眠れない、たくさんの夫婦。眠れない男。眠れない女。様々な夫婦の、様々な愛のかたち。様々な夫婦、様々な男と女、様々な憎しみ。そして、赦しのかたち。


いったい何人が登場したのか、把握しきれていない。神は救うのか。ヤスミン版罪と罰と赦し。

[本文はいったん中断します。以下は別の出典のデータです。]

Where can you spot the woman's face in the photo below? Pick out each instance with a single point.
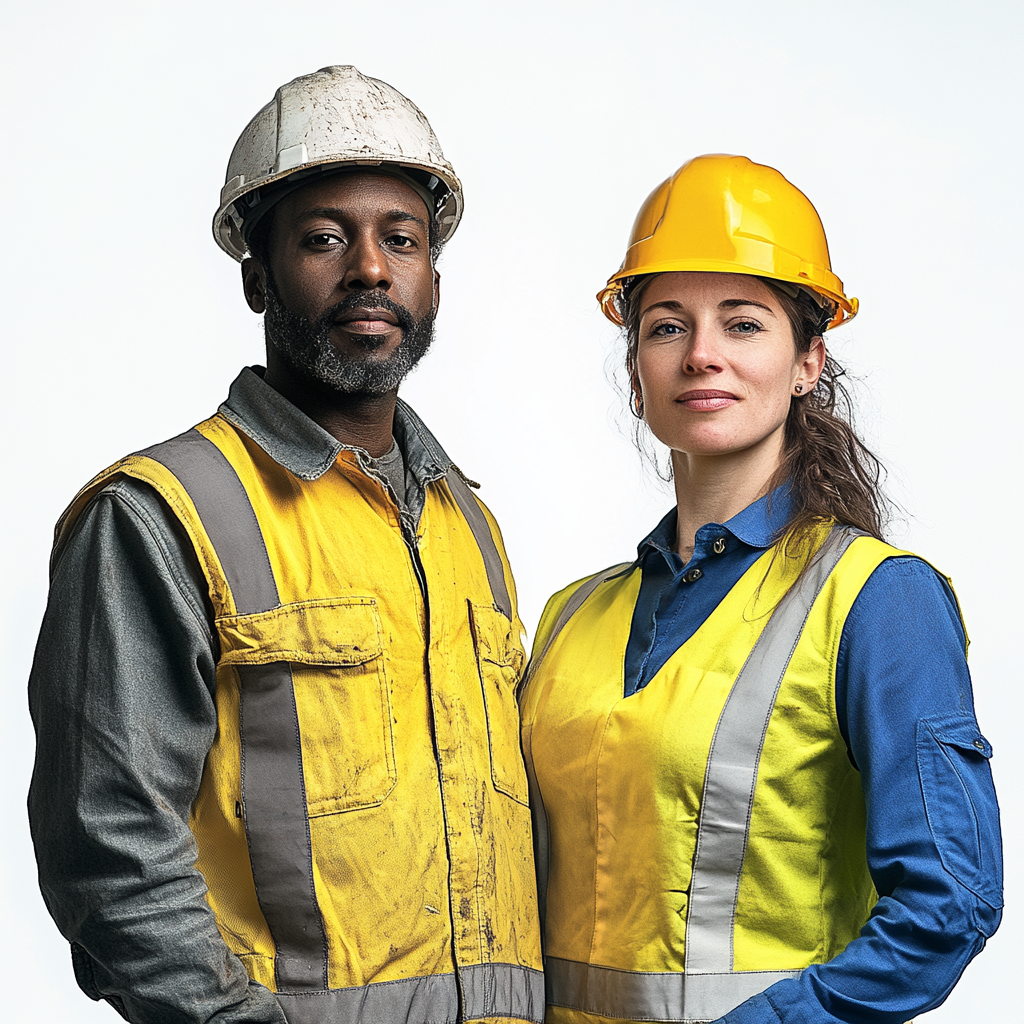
(717, 364)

男の人の服を借りて、ダボダボの服を着て、車の荷台で踊るオーキッド。とてつもなく可愛い。最強の可愛さ。まだ彼女は少女で、あどけなくてイノセントだ。でも、時折、オトナの顔を見せる。修羅場も地獄も通り抜けてここまできたのよ、って顔をみせる。勝負服・勝負髪(ヘアスタイル)で。約束して切らなかった髪の毛を、エレガントに巻き上げて。


眠れないこと。
「眠れなかったら、水槽のなかを泳ぐ魚の群れをみたらいい。」昼間おもろいお父さんは、夜になるとそう言う。きっと落ち着くはずだから。水槽の魚も眠らない。夜は皆ひとりだ。抱き合って眠っていたとしても、孤独だ。それは、群れているようにみえる魚も、それぞれ1匹で泳いでいるのと同じことだ。でも、無事に夜を通り過ぎ、朝まで生き延び、横でトントンしてくれる人がいれば。また、きょうを1日、生きていくことができる。


トントンしてくれる人がいなかったらどうなるの?それは、考えない考えない考えないっ!考えないんだからねっ!!! 


あっ、わかった!
だからヤスミン監督がいて、作品群があるんだ。